Department of Revenue expects successful repeat of summer pilot program
The City of Philadelphia announced that the Department of Revenue will hold a second internet-based real estate tax lien sale auction, which will run from December 16-18, 2015 and be hosted by Real Auctions, LLC. Following the success of the June pilot, the real estate tax lien sale auction will include approximately 2,500 properties.
“The real estate tax lien sale sends a clear message to delinquent property owners that our Administration will seek out money owed to the City of Philadelphia with vigor and intent using new and innovative approaches,” said Mayor Michael A. Nutter. “We know that in our first effort, the tax lien sale model was successful and generated much-needed dollars. I expect another successful sale with this second and larger group of properties.”
The sale makes real estate tax liens available via online auction. At the end of the auction, the tax lien will be transferred from the City to the third-party buyer with the highest bid. The transfer does not make the third-party purchaser, or “lien holder”, the owner of the property, but does allow the lien holder to begin foreclosure procedures should the lien, and any additional charges related to it, not be paid or resolved.

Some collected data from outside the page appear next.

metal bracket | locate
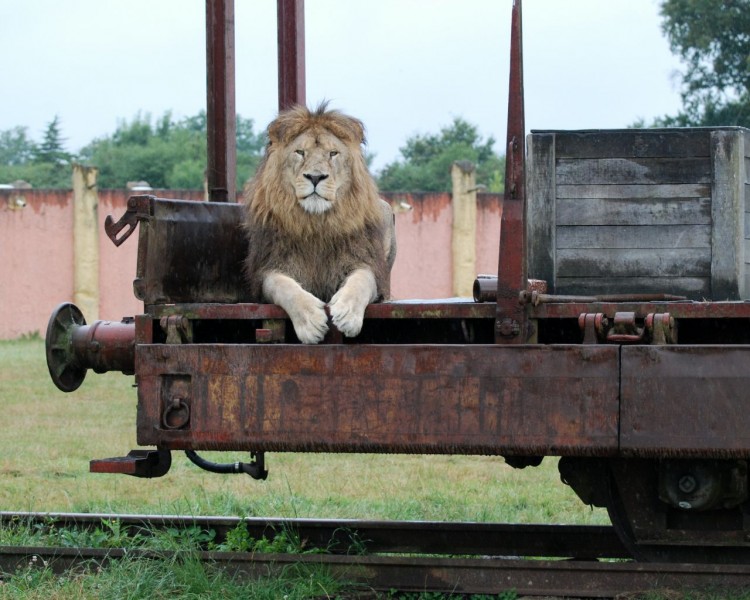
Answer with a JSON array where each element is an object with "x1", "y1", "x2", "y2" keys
[
  {"x1": 606, "y1": 312, "x2": 645, "y2": 343},
  {"x1": 579, "y1": 312, "x2": 676, "y2": 345},
  {"x1": 646, "y1": 312, "x2": 677, "y2": 344},
  {"x1": 496, "y1": 318, "x2": 521, "y2": 338},
  {"x1": 255, "y1": 319, "x2": 287, "y2": 343},
  {"x1": 160, "y1": 315, "x2": 193, "y2": 344},
  {"x1": 104, "y1": 195, "x2": 153, "y2": 247},
  {"x1": 90, "y1": 449, "x2": 172, "y2": 478},
  {"x1": 578, "y1": 313, "x2": 609, "y2": 344}
]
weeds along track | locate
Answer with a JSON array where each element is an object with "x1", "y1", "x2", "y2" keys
[
  {"x1": 0, "y1": 511, "x2": 627, "y2": 558},
  {"x1": 3, "y1": 512, "x2": 750, "y2": 597}
]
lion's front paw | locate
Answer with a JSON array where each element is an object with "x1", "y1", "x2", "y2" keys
[
  {"x1": 290, "y1": 296, "x2": 329, "y2": 344},
  {"x1": 329, "y1": 290, "x2": 366, "y2": 338}
]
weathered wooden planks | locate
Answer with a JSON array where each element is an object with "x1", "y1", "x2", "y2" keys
[
  {"x1": 552, "y1": 129, "x2": 711, "y2": 159},
  {"x1": 557, "y1": 225, "x2": 710, "y2": 249},
  {"x1": 556, "y1": 157, "x2": 711, "y2": 186},
  {"x1": 526, "y1": 128, "x2": 750, "y2": 299},
  {"x1": 556, "y1": 197, "x2": 712, "y2": 226}
]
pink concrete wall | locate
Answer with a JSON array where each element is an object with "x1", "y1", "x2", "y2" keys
[
  {"x1": 475, "y1": 193, "x2": 503, "y2": 278},
  {"x1": 97, "y1": 190, "x2": 142, "y2": 324},
  {"x1": 0, "y1": 189, "x2": 204, "y2": 339},
  {"x1": 1, "y1": 190, "x2": 74, "y2": 339},
  {"x1": 386, "y1": 193, "x2": 454, "y2": 300},
  {"x1": 383, "y1": 192, "x2": 502, "y2": 299},
  {"x1": 0, "y1": 189, "x2": 502, "y2": 339}
]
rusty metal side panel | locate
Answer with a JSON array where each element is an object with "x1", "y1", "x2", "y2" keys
[
  {"x1": 135, "y1": 344, "x2": 618, "y2": 455},
  {"x1": 135, "y1": 199, "x2": 248, "y2": 304},
  {"x1": 621, "y1": 346, "x2": 750, "y2": 457}
]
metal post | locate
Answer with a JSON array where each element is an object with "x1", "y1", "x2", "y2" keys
[
  {"x1": 495, "y1": 0, "x2": 527, "y2": 343},
  {"x1": 205, "y1": 0, "x2": 237, "y2": 202},
  {"x1": 277, "y1": 0, "x2": 306, "y2": 110}
]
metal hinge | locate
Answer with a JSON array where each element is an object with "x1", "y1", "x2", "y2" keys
[{"x1": 579, "y1": 312, "x2": 676, "y2": 345}]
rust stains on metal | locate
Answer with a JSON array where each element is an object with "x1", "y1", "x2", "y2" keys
[
  {"x1": 205, "y1": 0, "x2": 237, "y2": 202},
  {"x1": 621, "y1": 346, "x2": 750, "y2": 458},
  {"x1": 135, "y1": 343, "x2": 619, "y2": 455},
  {"x1": 104, "y1": 194, "x2": 152, "y2": 247},
  {"x1": 148, "y1": 301, "x2": 496, "y2": 321},
  {"x1": 495, "y1": 0, "x2": 528, "y2": 344},
  {"x1": 46, "y1": 302, "x2": 135, "y2": 392},
  {"x1": 530, "y1": 300, "x2": 750, "y2": 320},
  {"x1": 277, "y1": 0, "x2": 305, "y2": 110}
]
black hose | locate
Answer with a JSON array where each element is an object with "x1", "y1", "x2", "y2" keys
[{"x1": 184, "y1": 450, "x2": 268, "y2": 480}]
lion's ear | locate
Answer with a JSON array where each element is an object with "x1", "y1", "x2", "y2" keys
[
  {"x1": 348, "y1": 117, "x2": 366, "y2": 145},
  {"x1": 267, "y1": 119, "x2": 284, "y2": 145}
]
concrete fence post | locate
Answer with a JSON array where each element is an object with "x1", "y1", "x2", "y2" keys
[
  {"x1": 451, "y1": 160, "x2": 477, "y2": 297},
  {"x1": 72, "y1": 164, "x2": 100, "y2": 322}
]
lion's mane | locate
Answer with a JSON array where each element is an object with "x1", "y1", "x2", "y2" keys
[{"x1": 243, "y1": 103, "x2": 392, "y2": 304}]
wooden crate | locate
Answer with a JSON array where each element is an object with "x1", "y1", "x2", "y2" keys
[{"x1": 527, "y1": 128, "x2": 750, "y2": 300}]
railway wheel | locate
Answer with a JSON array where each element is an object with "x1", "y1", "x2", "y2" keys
[{"x1": 606, "y1": 458, "x2": 750, "y2": 563}]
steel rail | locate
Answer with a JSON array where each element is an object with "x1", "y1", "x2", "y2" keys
[
  {"x1": 0, "y1": 512, "x2": 628, "y2": 559},
  {"x1": 4, "y1": 546, "x2": 750, "y2": 597}
]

“The lien sale is a quick, effective, and cost-efficient tool for collecting funds owed to the City and the School District of Philadelphia,” said Revenue Commissioner Clarena I.W. Tolson, Chief Revenue Collections Officer. “The first pilot online tax lien sale generated $10.4 million in 60 days to support Philadelphia schools and City services.”
Eligible delinquent property owners have already been notified of their properties potential inclusion in the lien sale. To avoid inclusion in the sale, property owners must pay their real estate balance in full or enter into a repayment agreement with the City.
A real estate tax lien is a legal claim against real property for unpaid real estate taxes and/or other charges, expenses and fees. All unpaid real estate taxes become liens against the property on January 1 the year after the tax is due.